Study characteristics
Methods	RCT. Design: parallel group design. Country and setting: Italy; clinical centre. Ethics approval by the 'Ministry of Health'. Treatment duration: 2 months after a 2‐week run‐in period during which neither drugs acting on the cardiovascular system nor diuretics, analgesics or anti‐inflammatory compounds were allowed. No follow‐up after end of treatment.
Participants	Total participants: 40 (20 in each group). Inclusion criteria: adults with CVI as a result of deep vein thrombosis or idiopathic venous lymphatic deficiency. Diagnosis was based on clinical judgement. Exclusion criteria: not reported. Baseline characteristics: Pycnogenol® group: 25% males; age, mean (SD) 57.95 (12.78) years (range 34 to 74 years). Control group: 40% males; age, mean (SD) 61.40 (10.62) years (range 30 to 70 years).

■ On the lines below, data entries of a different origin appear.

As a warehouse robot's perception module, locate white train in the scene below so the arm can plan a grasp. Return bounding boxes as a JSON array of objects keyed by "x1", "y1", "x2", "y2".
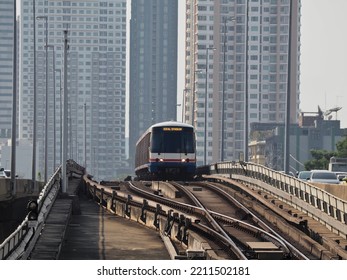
[{"x1": 135, "y1": 121, "x2": 196, "y2": 180}]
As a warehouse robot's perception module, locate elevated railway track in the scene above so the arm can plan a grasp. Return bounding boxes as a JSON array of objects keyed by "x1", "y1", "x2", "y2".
[{"x1": 0, "y1": 160, "x2": 347, "y2": 259}]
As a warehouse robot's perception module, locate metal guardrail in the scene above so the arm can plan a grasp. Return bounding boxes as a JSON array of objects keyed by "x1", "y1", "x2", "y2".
[
  {"x1": 0, "y1": 166, "x2": 61, "y2": 260},
  {"x1": 210, "y1": 162, "x2": 347, "y2": 238}
]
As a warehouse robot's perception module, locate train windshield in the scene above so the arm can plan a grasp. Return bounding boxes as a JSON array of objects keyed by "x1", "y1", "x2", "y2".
[{"x1": 151, "y1": 127, "x2": 195, "y2": 154}]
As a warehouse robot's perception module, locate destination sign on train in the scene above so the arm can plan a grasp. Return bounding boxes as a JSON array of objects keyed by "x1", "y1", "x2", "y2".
[{"x1": 163, "y1": 127, "x2": 183, "y2": 131}]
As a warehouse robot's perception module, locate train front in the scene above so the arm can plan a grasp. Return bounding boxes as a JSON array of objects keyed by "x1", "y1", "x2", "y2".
[{"x1": 149, "y1": 125, "x2": 196, "y2": 180}]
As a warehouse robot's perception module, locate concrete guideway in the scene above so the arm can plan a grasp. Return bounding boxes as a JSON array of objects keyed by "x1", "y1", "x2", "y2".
[{"x1": 59, "y1": 191, "x2": 170, "y2": 260}]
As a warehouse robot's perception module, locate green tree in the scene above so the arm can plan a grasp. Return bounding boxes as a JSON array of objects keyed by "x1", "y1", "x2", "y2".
[
  {"x1": 304, "y1": 150, "x2": 337, "y2": 170},
  {"x1": 336, "y1": 137, "x2": 347, "y2": 158}
]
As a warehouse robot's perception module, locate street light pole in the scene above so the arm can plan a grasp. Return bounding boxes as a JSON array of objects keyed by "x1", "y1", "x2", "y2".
[
  {"x1": 31, "y1": 0, "x2": 37, "y2": 191},
  {"x1": 61, "y1": 30, "x2": 69, "y2": 193},
  {"x1": 37, "y1": 16, "x2": 48, "y2": 182},
  {"x1": 10, "y1": 1, "x2": 17, "y2": 195},
  {"x1": 204, "y1": 48, "x2": 215, "y2": 165},
  {"x1": 192, "y1": 70, "x2": 202, "y2": 126},
  {"x1": 55, "y1": 69, "x2": 63, "y2": 166},
  {"x1": 48, "y1": 45, "x2": 56, "y2": 171},
  {"x1": 243, "y1": 0, "x2": 249, "y2": 162}
]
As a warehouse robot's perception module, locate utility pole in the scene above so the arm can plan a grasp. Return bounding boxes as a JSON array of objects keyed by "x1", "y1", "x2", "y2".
[
  {"x1": 11, "y1": 1, "x2": 17, "y2": 195},
  {"x1": 61, "y1": 30, "x2": 69, "y2": 193},
  {"x1": 31, "y1": 0, "x2": 37, "y2": 191}
]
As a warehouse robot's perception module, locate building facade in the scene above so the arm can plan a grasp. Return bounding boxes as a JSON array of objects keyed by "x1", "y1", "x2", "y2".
[
  {"x1": 19, "y1": 0, "x2": 127, "y2": 180},
  {"x1": 129, "y1": 0, "x2": 178, "y2": 170},
  {"x1": 184, "y1": 0, "x2": 301, "y2": 164},
  {"x1": 0, "y1": 0, "x2": 15, "y2": 142}
]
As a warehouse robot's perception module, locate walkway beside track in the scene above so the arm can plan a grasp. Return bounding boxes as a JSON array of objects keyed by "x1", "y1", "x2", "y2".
[
  {"x1": 60, "y1": 192, "x2": 170, "y2": 260},
  {"x1": 30, "y1": 175, "x2": 170, "y2": 260}
]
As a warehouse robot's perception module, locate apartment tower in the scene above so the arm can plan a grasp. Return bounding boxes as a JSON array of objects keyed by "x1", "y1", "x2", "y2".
[
  {"x1": 19, "y1": 0, "x2": 127, "y2": 180},
  {"x1": 129, "y1": 0, "x2": 178, "y2": 168},
  {"x1": 184, "y1": 0, "x2": 301, "y2": 164}
]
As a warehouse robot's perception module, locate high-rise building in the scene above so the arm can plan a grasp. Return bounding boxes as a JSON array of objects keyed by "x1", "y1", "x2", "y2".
[
  {"x1": 19, "y1": 0, "x2": 127, "y2": 180},
  {"x1": 0, "y1": 0, "x2": 15, "y2": 142},
  {"x1": 184, "y1": 0, "x2": 301, "y2": 164},
  {"x1": 129, "y1": 0, "x2": 178, "y2": 168}
]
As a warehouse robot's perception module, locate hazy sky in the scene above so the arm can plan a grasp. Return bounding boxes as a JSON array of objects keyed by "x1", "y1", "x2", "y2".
[
  {"x1": 300, "y1": 0, "x2": 347, "y2": 128},
  {"x1": 177, "y1": 0, "x2": 347, "y2": 128}
]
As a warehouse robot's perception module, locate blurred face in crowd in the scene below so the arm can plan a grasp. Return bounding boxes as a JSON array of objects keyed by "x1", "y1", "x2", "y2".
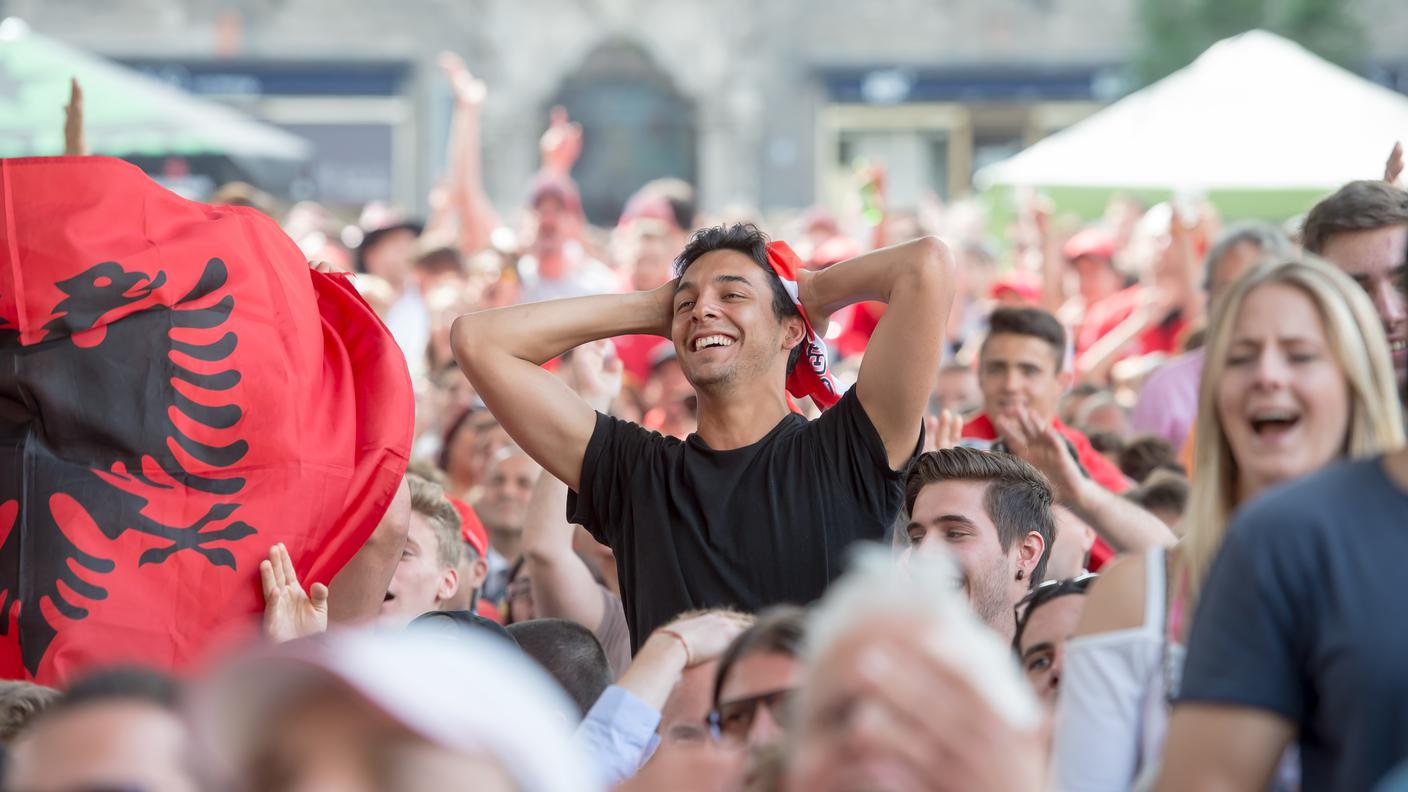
[
  {"x1": 1217, "y1": 283, "x2": 1350, "y2": 497},
  {"x1": 534, "y1": 192, "x2": 577, "y2": 278},
  {"x1": 718, "y1": 651, "x2": 801, "y2": 747},
  {"x1": 1321, "y1": 225, "x2": 1408, "y2": 383},
  {"x1": 363, "y1": 228, "x2": 415, "y2": 290},
  {"x1": 900, "y1": 481, "x2": 1045, "y2": 638},
  {"x1": 1208, "y1": 236, "x2": 1262, "y2": 303},
  {"x1": 659, "y1": 660, "x2": 718, "y2": 743},
  {"x1": 783, "y1": 617, "x2": 963, "y2": 792},
  {"x1": 631, "y1": 221, "x2": 674, "y2": 292},
  {"x1": 641, "y1": 358, "x2": 698, "y2": 438},
  {"x1": 979, "y1": 333, "x2": 1070, "y2": 423},
  {"x1": 241, "y1": 683, "x2": 517, "y2": 792},
  {"x1": 474, "y1": 448, "x2": 542, "y2": 531},
  {"x1": 1071, "y1": 255, "x2": 1124, "y2": 306},
  {"x1": 1017, "y1": 593, "x2": 1086, "y2": 709},
  {"x1": 382, "y1": 512, "x2": 459, "y2": 626},
  {"x1": 4, "y1": 699, "x2": 197, "y2": 792},
  {"x1": 934, "y1": 366, "x2": 983, "y2": 414},
  {"x1": 670, "y1": 249, "x2": 803, "y2": 392}
]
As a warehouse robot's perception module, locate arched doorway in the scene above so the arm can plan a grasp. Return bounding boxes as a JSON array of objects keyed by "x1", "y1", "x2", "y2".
[{"x1": 545, "y1": 39, "x2": 697, "y2": 225}]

Interventions	Treatment: Pycnogenol® 100 mg 3x per day for 2 months. Control: "visually matched" placebo; 3x per day for 2 months. Route of administration: not reported; assumed to be oral. Concomitant medication: participants were not allowed to take drugs which act upon the cardiovascular system, diuretics, or analgesic and anti‐inflammatory combinations during the treatment period. Diet: a standard diet determined according to participants' energy requirements had to be followed.
Outcomes	Symptom scores (heaviness; swelling; pain of legs): collected at baseline, after 30 days and after 60 days of treatment; assessed by a clinical symptomatology score system where 0 = absent, 1 = light, 2 = moderate and 3 = severe; the percentage of participants who had disappearance of each symptom was also calculated. Venous blood flow: collected at baseline, after 30 and after 60 days of treatment; measured with a hand‐held Doppler ultrasound. Clinical assessment of efficacy: collected at 60 days after treatment; assessed by a semi‐qualitative scale where 1 = poor, 2 = moderate, 3 = good and 4 = very good. Clinical tolerability: participants were asked to report "adverse effects" anytime during treatment. Biochemical tolerability: blood samples were collected at baseline and after 60 days of treatment for blood tests (haematology, blood chemistry, liver functions, renal function); the unit of measurement for each blood test is specified in the article.
Notes	Funding source: not reported. Study date: 1989.
Risk of bias
Bias	Authors' judgement	Support for judgement
Random sequence generation (selection bias)	Unclear risk	"...patients were randomly divided". However, the randomisation method is not reported.
Allocation concealment (selection bias)	Unclear risk	Not reported.
Blinding of participants and personnel (performance bias) All outcomes	Unclear risk	Not reported.
Blinding of outcome assessment (detection bias) All outcomes	Unclear risk	Not reported.
Incomplete outcome data (attrition bias) All outcomes	Unclear risk	Not reported whether all randomised participants completed the study, i.e. whether data from all participants for all outcomes were collected.
Selective reporting (reporting bias)	High risk	Protocol not available; not all outcomes reported in the 'Results' section were pre‐specified in the 'Methods' section outcomes reported in the Results section were not pre‐specified in the Methods section.
Other bias	Unclear risk	Funding source not reported.
Was a paired analysis being used?	Low risk	Not applicable.
Is the cross‐over design suitable?	Low risk	Not applicable
Are data of both periods available?	Low risk	Not applicable.
Was there no carry‐over effect?	Low risk	Not applicable.
Are the results comparable to those from parallel group trials?	Low risk	Not applicable.